Rep. Austin Scott Statement on House Passage of FY20 NDAA

July 12, 2019
Press Release

WASHINGTON, DC – Congressman Austin Scott (GA-08), a Member of the House Armed Services Committee (HASC), released the below statement on House passage of the National Defense Authorization Act (NDAA) for Fiscal Year 2020 (H.R. 2500):

“This time last year, we passed the National Defense Authorization act for the 58th consecutive year, by an overwhelming bipartisan vote of 351 to 66. Historically, the NDAA has stood as a piece of legislation that unifies Democrats and Republicans and shows the world how America values the security of our nation, the men and women of the Department of Defense and their families, and the important job they do protecting us in a dangerous world. However, this year House Democrats decided to end that bipartisan tradition.

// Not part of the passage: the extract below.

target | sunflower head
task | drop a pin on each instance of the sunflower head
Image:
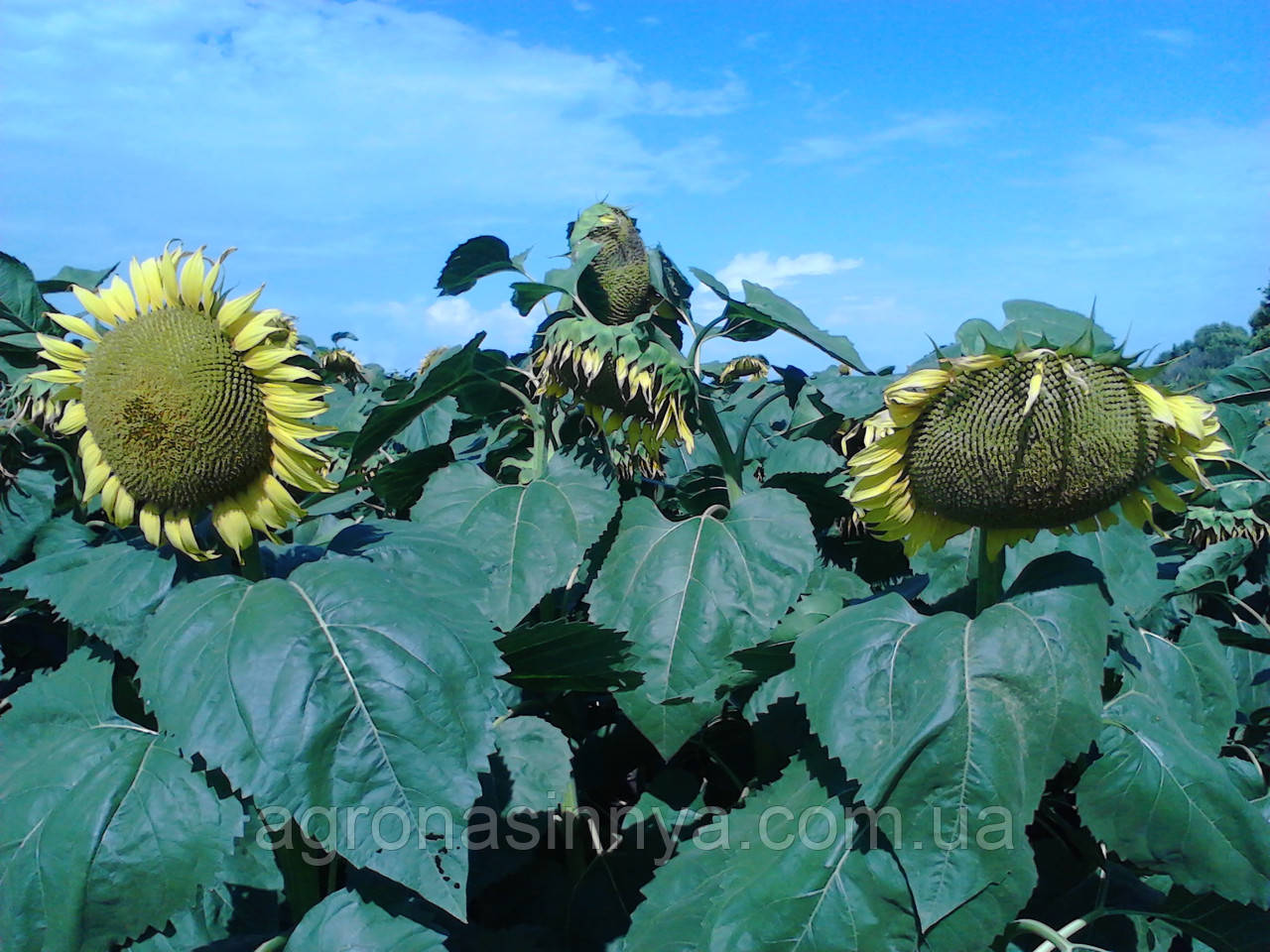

“After a twenty-one-hour markup in Armed Services Committee when our Democratic counterparts decided to use their majority to push partisan amendments without any compromise, I voted against the NDAA in Committee for the first time in my career. At that time, I voiced my concern of the need to eliminate the partisan amendments and craft an NDAA that promotes America’s national security priorities. 

“Because House Democrats are using the NDAA as a platform to push far-left progressive policies and pacify their far-left Members, they will hamstring the Department of Defense’s ability to effectively counter serious national security threats. Their grand-standing will hinder the security of our nation and put a strain on our troops, their families, and our veterans.

“Fortunately, the Senate crafted and passed an overwhelmingly bipartisan NDAA by a vote of 86 to 8. I hope that the Conference Report more closely reflects the tradition of bipartisanship with regard to our nation’s national security which I look forward to being able to support.”

The NDAA sets Department of Defense (DOD) policies and authorizes funding levels for defense programs. The NDAA was passed out of Committee on June 14 largely along partisan lines by a vote of 33-24. Today, the bill passed the House by a vote of 220 to 197.